Les plaidoiries avaient duré trois heures. — Le jury se retira pour délibérer. Alors il se passa un fait extraordinaire. Seul un des juges, Ayloff, était resté dans la salle. En retirant un de ses gants, il trouva sa main pleine de sang, ainsi que l'anneau lui servant de sceau ; cependant, il n'y avait pas trace de blessure. Il eut beau secouer la main et s'essuyer, le sang continua à couler devant plusieurs personnes.

La plupart des assistants croyaient que les accusés, au moins Campion, seraient acquittés. Mais le procureur général Popham avait nettement fait connaître que la relue voulait une condamnation. Au bout d'une heure destinée à faire croire qu'il avait délibéré, le jury rentra et déclara tous les accusés « coupables ».

Alors Anderson s'exprima en ces termes :

« Puisque ces prisonniers, après avoir accepté d'être jugés par Dieu et leur pays, sont reconnus par l'unanimité du jury coupables des conjurations et des trahisons dont ils ont été accusés, nous demandons à Vos Seigneuries d'accepter ce verdict, et de prononcer au nom de Sa Majesté la sentence qu'ils méritent comme traîtres.

LE PRÉSIDENT : « Campion, et vous autres prisonniers, qu’avez-vous à objecter à une sentence capitale ?

CAMPION : « Ce n'était pas la mort que nous redoutions. Nous savions bien que nous ne sommes pas les maîtres de notre vie, et si nous avons à mourir, ce ne sera pas faute d'avoir répondu. La seule chose que nous ayons à dire maintenant, c'est que si notre religion constitue un fait de trahison, nous méritons d'être condamnés, mais par ailleurs nous sommes et nous avons été toujours fidèles entre tous les sujets de la reine.

« En nous condamnant vous condamnez tous nos ancêtres, tous les anciens prêtres, évêques, rois, tout ce, qui fut jadis la gloire de l'Angleterre, l'île des Saints et  la plus dévouée des filles du siège de Pierre. Quel a été, en effet, l'objet de notre enseignement, de cet enseignement auquel vous appliquez si indignement le nom odieux de trahison, sinon ce qu'ils ont enseigné d'une manière uniforme ? Être condamnés avec ces anciennes lumières non seulement de l'Angleterre, mais du monde entier, par leurs descendants dégénérés, c'est une joie, c'est une gloire pour nous. Dieu est éternel ; des hommes vivront après nous ; leur jugement n'est pas exposé à être corrompu comme celui des hommes qui vont nous condamner à mort. »

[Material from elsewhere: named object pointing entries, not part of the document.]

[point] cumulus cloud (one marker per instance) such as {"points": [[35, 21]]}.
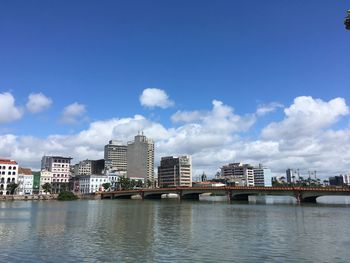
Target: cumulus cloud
{"points": [[153, 97], [38, 102], [213, 138], [8, 110], [186, 116], [267, 108], [72, 112]]}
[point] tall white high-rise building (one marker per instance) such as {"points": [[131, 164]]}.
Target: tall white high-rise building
{"points": [[175, 171], [140, 156], [238, 173], [115, 156]]}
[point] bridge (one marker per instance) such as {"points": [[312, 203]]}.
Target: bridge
{"points": [[301, 194]]}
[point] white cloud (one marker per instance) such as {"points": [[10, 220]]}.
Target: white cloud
{"points": [[305, 117], [72, 112], [38, 102], [8, 110], [267, 108], [153, 97], [186, 116], [213, 139]]}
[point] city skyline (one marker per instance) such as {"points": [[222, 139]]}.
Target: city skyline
{"points": [[227, 83]]}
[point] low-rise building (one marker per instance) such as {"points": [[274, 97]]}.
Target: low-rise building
{"points": [[346, 179], [89, 184], [45, 177], [262, 176], [238, 174], [25, 181], [60, 168], [9, 174], [88, 167]]}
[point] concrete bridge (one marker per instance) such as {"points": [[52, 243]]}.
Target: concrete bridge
{"points": [[302, 194]]}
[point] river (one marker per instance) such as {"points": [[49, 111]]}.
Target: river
{"points": [[172, 231]]}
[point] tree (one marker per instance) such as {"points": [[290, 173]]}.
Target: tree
{"points": [[12, 187], [46, 187], [106, 186]]}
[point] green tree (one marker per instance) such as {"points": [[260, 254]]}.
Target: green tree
{"points": [[106, 186], [12, 187], [46, 187]]}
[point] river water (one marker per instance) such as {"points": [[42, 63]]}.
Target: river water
{"points": [[172, 231]]}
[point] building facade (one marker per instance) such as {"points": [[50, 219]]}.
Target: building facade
{"points": [[346, 179], [9, 175], [25, 181], [175, 171], [140, 156], [262, 176], [88, 167], [59, 166], [45, 177], [89, 184], [115, 156], [238, 174]]}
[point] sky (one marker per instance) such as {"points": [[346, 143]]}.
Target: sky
{"points": [[224, 81]]}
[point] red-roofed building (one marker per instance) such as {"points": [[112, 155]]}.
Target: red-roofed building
{"points": [[8, 175]]}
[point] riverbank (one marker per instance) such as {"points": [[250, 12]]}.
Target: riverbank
{"points": [[41, 197], [28, 197]]}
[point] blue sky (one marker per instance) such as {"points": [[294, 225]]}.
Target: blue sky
{"points": [[102, 55]]}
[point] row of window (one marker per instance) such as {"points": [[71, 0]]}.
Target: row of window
{"points": [[58, 180], [60, 175], [8, 173], [61, 161], [9, 168]]}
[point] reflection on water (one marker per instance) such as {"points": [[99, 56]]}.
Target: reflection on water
{"points": [[172, 231]]}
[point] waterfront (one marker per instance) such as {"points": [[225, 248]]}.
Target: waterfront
{"points": [[172, 231]]}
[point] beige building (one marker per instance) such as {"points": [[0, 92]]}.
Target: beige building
{"points": [[140, 156], [175, 171], [9, 174], [238, 173], [45, 177], [115, 156], [25, 181], [60, 168]]}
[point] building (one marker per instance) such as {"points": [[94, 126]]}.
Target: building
{"points": [[89, 167], [262, 176], [89, 184], [336, 181], [59, 166], [238, 174], [140, 156], [25, 181], [115, 156], [346, 179], [175, 171], [291, 175], [9, 174], [45, 177]]}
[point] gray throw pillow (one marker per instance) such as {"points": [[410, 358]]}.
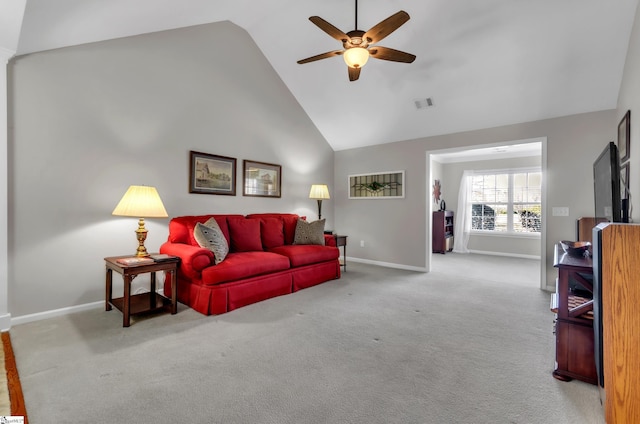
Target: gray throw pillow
{"points": [[309, 232], [210, 236]]}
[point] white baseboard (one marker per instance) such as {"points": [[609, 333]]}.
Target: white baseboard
{"points": [[387, 264], [55, 313], [510, 255], [5, 322]]}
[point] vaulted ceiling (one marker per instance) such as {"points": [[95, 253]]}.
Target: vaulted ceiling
{"points": [[483, 63]]}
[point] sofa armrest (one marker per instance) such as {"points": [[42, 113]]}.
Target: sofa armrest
{"points": [[193, 259]]}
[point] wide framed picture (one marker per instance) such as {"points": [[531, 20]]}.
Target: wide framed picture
{"points": [[212, 174], [624, 137], [377, 185], [261, 179]]}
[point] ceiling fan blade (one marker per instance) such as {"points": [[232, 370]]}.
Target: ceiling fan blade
{"points": [[321, 56], [386, 27], [354, 73], [385, 53], [329, 29]]}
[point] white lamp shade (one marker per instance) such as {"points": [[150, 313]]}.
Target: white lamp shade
{"points": [[356, 57], [141, 202], [319, 192]]}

Campion, si remarquable pendant toute la journée par son calme, sa dignité, sa force d'argumentation se surpassa dans son dernier discours au point de remplir ses compagnons de courage et d'enthousiasme.

LE PRÉSIDENT : « Vous allez retourner aux prisons d'où vous êtes venus, et vous y resterez jusqu'à ce que l'on vous traîne sur des claies à travers les rues de Londres jusqu'au lieu d'exécution. Là, vous serez pendus et détachés du gibet encore vivants ; on vous coupera les parties naturelles ; on vous enlèvera les entrailles, pour les brûler sous vos yeux ; puis on vous coupera la tête et votre corps sera coupé en quatre parties dont il sera disposé selon le bon plaisir de Sa Majesté. Que Dieu fasse miséricorde à vos âmes ! »

Après la sentence, les prisonniers s'écrièrent avec enthousiasme qu'ils étaient les plus vrais et les plus fidèles sujets de la reine. Campion s'écria : Te Deum laudamus. Te Dominum confitemur. Sherwin entonna le chant : Hæc est dies quam fecit Dominus, exultemus et lætemur in ea. Les autres prisonniers exprimaient leur joie par quelque verset de la sainte Écriture. Toute l'assemblée était émue et pleine d'admiration. Enfin Campion fut embarqué et ramené à la Tour ; les autres furent renvoyés en prison et mis aux fers, en attendant la miséricorde de Dieu et le bon plaisir de la reine.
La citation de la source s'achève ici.